Tuesday 17 January 2012

The theatre visitor

There’s a man who visits Nathan’s theatre rather regularly. He turns up a few hours before the show and sits in the foyer on his own. He’s apparently very friendly, but any of the theatre staff will tell you that he’s mentally ill. He’s very excited at the moment, because he’s got through to the live audience stage of Britain’s Got Talent.
I think we all know what’s going to happen. He’ll stand up on stage, embarrass himself horribly in front of an audience screaming for blood, and if he’s bad enough, he’ll become a moment of television gold.

Few people realise that the people who appear in front of the celebrity judges have already got through countless rounds of auditions with various producers and researchers. Talentless and deluded people will often kick-off when Simon Cowell disses them, because they’ve been repeatedly told they’re marvellous by programme makers rubbing their hands together at the thought of generating another little slice of road-crash telly. And it’s these shockingly bad auditions that make the programmes entertaining, so who can blame them?
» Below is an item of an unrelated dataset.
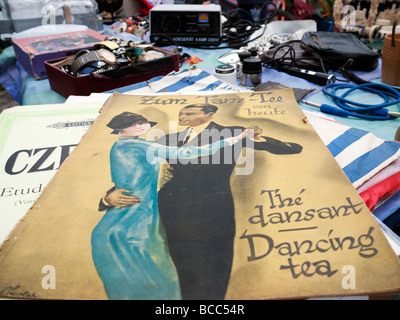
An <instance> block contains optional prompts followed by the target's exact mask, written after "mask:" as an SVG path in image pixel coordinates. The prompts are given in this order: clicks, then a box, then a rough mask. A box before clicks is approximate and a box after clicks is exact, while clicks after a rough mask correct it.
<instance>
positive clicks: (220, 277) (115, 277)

The man who sits in the foyer of Nathan’s theatre has mental health problems. He’s not a deluded rich girl desperate for publicity, or a confident drama student with no concept of pitch, he is mentally ill...  Despite this, he’s been built up by countless producers who simply think of him as “good telly”, regardless of the devastating effect that 2000 audience members booing might have on his already fragile mental state.

...But it’s good telly, so who cares?

As a child, I was asked to present a school talent show and was booed off by an assembly hall filled with red-faced aggressive-looking children. One started booing so they all went. It’s a memory I still recall with utter horror. Even my friends were booing.

So, just remember, when you’re killing yourself laughing at a useless audition on one of these talent shows, that you may well be laughing at someone who’s been chewed up and spat out by TV producers with no sense of moral responsibility. If they were teachers or doctors, they’d lose their jobs immediately. End of story.

Three questions to lighten the mood...

1)      Why did my alarm clock go off at 5.50am this morning instead of 8am?

2)      Why does Old Street Station always smell of bacon?

3)      Why do the loos in King’s Cross Station cost 30p, when they’re not fit to be used by anything but wild dogs?

350 years ago, Pepys went to Westminster Hall, which was the 17th Century’s answer to the internet. If you were looking for news – or rumours – on any subject whatsoever, you went to the Hall and simply walked up and down. The hall was buzzing with the news that Pepys’ patron, and cousin, Lord Sandwich, was dead. Pepys was devastated, but made it his business to prove that the news was nothing but a rumour, and sure enough his hunch proved correct. Thrilled to bits, he immediately went to visit Lady Sandwich to tell her all was well. He went via the Piazza (Covent Garden, that is) where he saw a house on fire “and all the streets full of people to quench it.” Diary-worthy, of course, but absolutely nothing compared to what he would find himself witnessing in 1666.